Тихо; ну, а что с этим делать: бытовуха…
И, между прочим, традиционные подъездные бабки, скажите вы им об этом, так же тихо пожали бы плечами. И верно – с дуру ведь бесится, девка. Бабок, между прочим, было немного. В престижнейшем доме остались только те семьи, в которых пресловутая, всеми ругаемая «молодежь» смогла подняться до уровня, позволяющего выдавать на-гора немаленькую, в силу новых условий, квартплату. Подъездные старушенции, естественно, щеголяли в сэконд-хэндовских дубленках и весьма охотно помогали внукам разгружать багажники их не совсем свежих «Фордов» и «Байеров».

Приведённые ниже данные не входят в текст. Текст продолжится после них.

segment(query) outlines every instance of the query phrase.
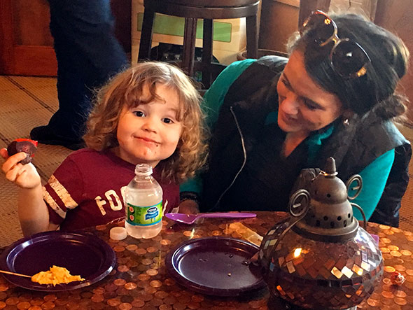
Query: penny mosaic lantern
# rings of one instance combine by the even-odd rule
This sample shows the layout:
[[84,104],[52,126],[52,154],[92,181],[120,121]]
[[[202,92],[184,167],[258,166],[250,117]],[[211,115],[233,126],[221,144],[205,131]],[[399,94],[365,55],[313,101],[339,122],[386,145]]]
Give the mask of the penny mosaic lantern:
[[291,196],[291,216],[262,240],[260,262],[273,301],[283,305],[276,309],[356,309],[380,281],[382,253],[353,216],[356,206],[364,217],[361,208],[349,200],[361,190],[361,177],[354,176],[346,186],[337,174],[330,157],[325,170],[313,175],[309,190]]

Анна Ивановна, вдова полковника-комиссара, сама когда-то командовала зенитной батереей. Глаз-алмаз, вы тут не шутите! Когда в тесный старый двор заезжал громадный «Континенталь» ее соседа, он сам кричал ей: «а, баб Ань, а ну-ка, гляньте там, впишусь ли!» «Линкольн» был старенький, да водитель – глаза молодые, а старая пулеметчица задавала азимут лучше, чем хваленый немецкий автомат целеуказания.

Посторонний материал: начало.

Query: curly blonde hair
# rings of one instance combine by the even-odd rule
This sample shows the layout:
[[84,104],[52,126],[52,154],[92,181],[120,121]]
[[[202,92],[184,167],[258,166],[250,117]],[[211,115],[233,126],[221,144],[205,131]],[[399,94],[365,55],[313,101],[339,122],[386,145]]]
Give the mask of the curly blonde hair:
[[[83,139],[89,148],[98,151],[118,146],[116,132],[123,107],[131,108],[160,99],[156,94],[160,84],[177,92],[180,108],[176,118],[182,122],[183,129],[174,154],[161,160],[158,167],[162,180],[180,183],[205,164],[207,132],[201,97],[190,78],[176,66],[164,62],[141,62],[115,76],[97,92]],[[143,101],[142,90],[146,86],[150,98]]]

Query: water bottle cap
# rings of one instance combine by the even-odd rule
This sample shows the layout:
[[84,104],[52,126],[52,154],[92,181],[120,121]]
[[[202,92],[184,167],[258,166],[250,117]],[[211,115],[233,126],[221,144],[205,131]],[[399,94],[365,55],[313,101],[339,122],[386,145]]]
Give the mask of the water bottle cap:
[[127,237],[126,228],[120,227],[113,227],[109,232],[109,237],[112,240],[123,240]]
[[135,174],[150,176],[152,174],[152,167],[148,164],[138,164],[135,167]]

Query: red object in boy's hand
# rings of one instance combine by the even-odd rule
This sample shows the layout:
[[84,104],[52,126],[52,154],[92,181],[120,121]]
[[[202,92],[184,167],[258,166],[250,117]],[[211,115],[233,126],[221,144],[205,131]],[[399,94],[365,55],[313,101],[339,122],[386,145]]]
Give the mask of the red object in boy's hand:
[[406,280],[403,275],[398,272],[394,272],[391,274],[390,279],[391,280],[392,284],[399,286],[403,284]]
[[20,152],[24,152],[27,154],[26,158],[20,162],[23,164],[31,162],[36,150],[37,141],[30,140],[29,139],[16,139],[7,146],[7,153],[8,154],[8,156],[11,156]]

Жили, в общем-то, недурно. Молодняк если и дурковал, то исключительно пивом, до водовки дело не доходило, а уж про слово «анаша» знали исключительно из программ НТВ; жили. Квартиры агромадные, места всем хватит. Бабки за внуками смотрят – скорее, правда, за правнуками, – так что ж, чего ж не жить; все пашут, дом – полная чаша, страна, худо-бедно, но живет: президент, опять же, новый, представительный мужчина, да еще и молодой: чего ж не ж жить. «мы-то, помню, когда из Венгрии приехали, так у Валентин-Григорьича «Хорьх» был, ага. Я-то с Ленинграда еще машину водила, а он, после контузии-то, боялся, вот как… А щас у Сережки моего, Ленка, села в свой «Фиатик» – жжых – и ага! « «А что ей, Пал-лна, они ж молодые…»

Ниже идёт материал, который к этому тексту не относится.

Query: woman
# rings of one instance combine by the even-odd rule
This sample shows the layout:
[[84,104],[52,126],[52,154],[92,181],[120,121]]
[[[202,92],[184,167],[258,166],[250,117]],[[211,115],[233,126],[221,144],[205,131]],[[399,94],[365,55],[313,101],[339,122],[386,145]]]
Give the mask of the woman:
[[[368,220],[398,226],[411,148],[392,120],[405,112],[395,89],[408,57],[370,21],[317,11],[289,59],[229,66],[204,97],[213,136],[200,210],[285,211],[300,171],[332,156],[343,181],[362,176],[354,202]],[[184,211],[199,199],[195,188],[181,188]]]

Его любили; ее – сказать трудно. Они квартиру не покупали, наследовали от старенькой бабушки, вдовы полковника: это – статус… Ремонт, понятное дело. Машины, две: так кого удивишь. Ловкий, аккуратный «Мерс» у него, а ей он после ремонта купил лапочку, весь двор влюбился – «Пежо – 206», темно-вишневый, ласковая, чудная машинка, вроде как котенок в доме прижился. Анна Иванна, сидя на скамеечке, так и ловила себя на желании бок ей погладить – ах, до чего ж сладкая она, эта машина! Будто младенчика принесли…
Его любили. Жили они на восьмом этаже, приезжал он, как правило, поздно, но летом-то вечера долгие, да и тепло ведь: аккуратный, как машина его, приветливый, тонкий да звонкий, все бегом-бегом, телефон на руке болтается. Взбежал по ступенькам, дверью подъездной бахнул, а все ведь приятно. Старушенции тоже девками были: давно – а… и, ревность. Смешно, скажете? Ай, нет. Ох, и нет же: она-то, все какая-то мрачная ходит. Мрачная? Да нет, не так сказал. Внутри у нее что-то было, с самого начала, ага. Почему? А кому оно надо? Молодая… красивая, между прочим. Высокая: с каблуками его выше. Глаза – безумные, ну разве могут быть у нормального человека такие глаза – голубые? И ведь любил как. Выпивал, да, так а что ж, чего ж и не выпить в субботу – водочки, коньячку, друзья там, но ведь тихо все. Такси, мгновенно, распрощались, проводили… порядок. А смотрел как! Ох, глаза эти – Анна Иванна, помнится, аж пожалела о годах своих, когда взгляд его раз перехватила. Глазищи у него серые, холодные, но как глянут – ох, ты, сердце мое старое…
А она его ненавидела.
Вышла замуж – не потому, что пора. Нет, он ей тогда нравился. И он нравился, и, особенно, его отец, раздобревший, под старость, знаменитым ставший архитектор. Нравилась его независимость. Отец – да! Всегда веселый, вполне довольный собой, ироничный дядька. Нравились, до безумия, отцовские друзья, седые, часто волосатые, художники: от них пахло дорогущими одеколонами и – травой… Мать его умерла рано, отец с тех пор так и не женился, довольствуясь гаремом из молоденьких девушек, которые вились вокруг него. И нравилось то, что он не брал у отца ни копейки. Он все сделал сам… сам сделал себя, так и не сумев закончить университет. Нравилось: он был спокойный, он так легко и уверенно водил свою «девятку», у него – тогда! – была такая завораживающая улыбка.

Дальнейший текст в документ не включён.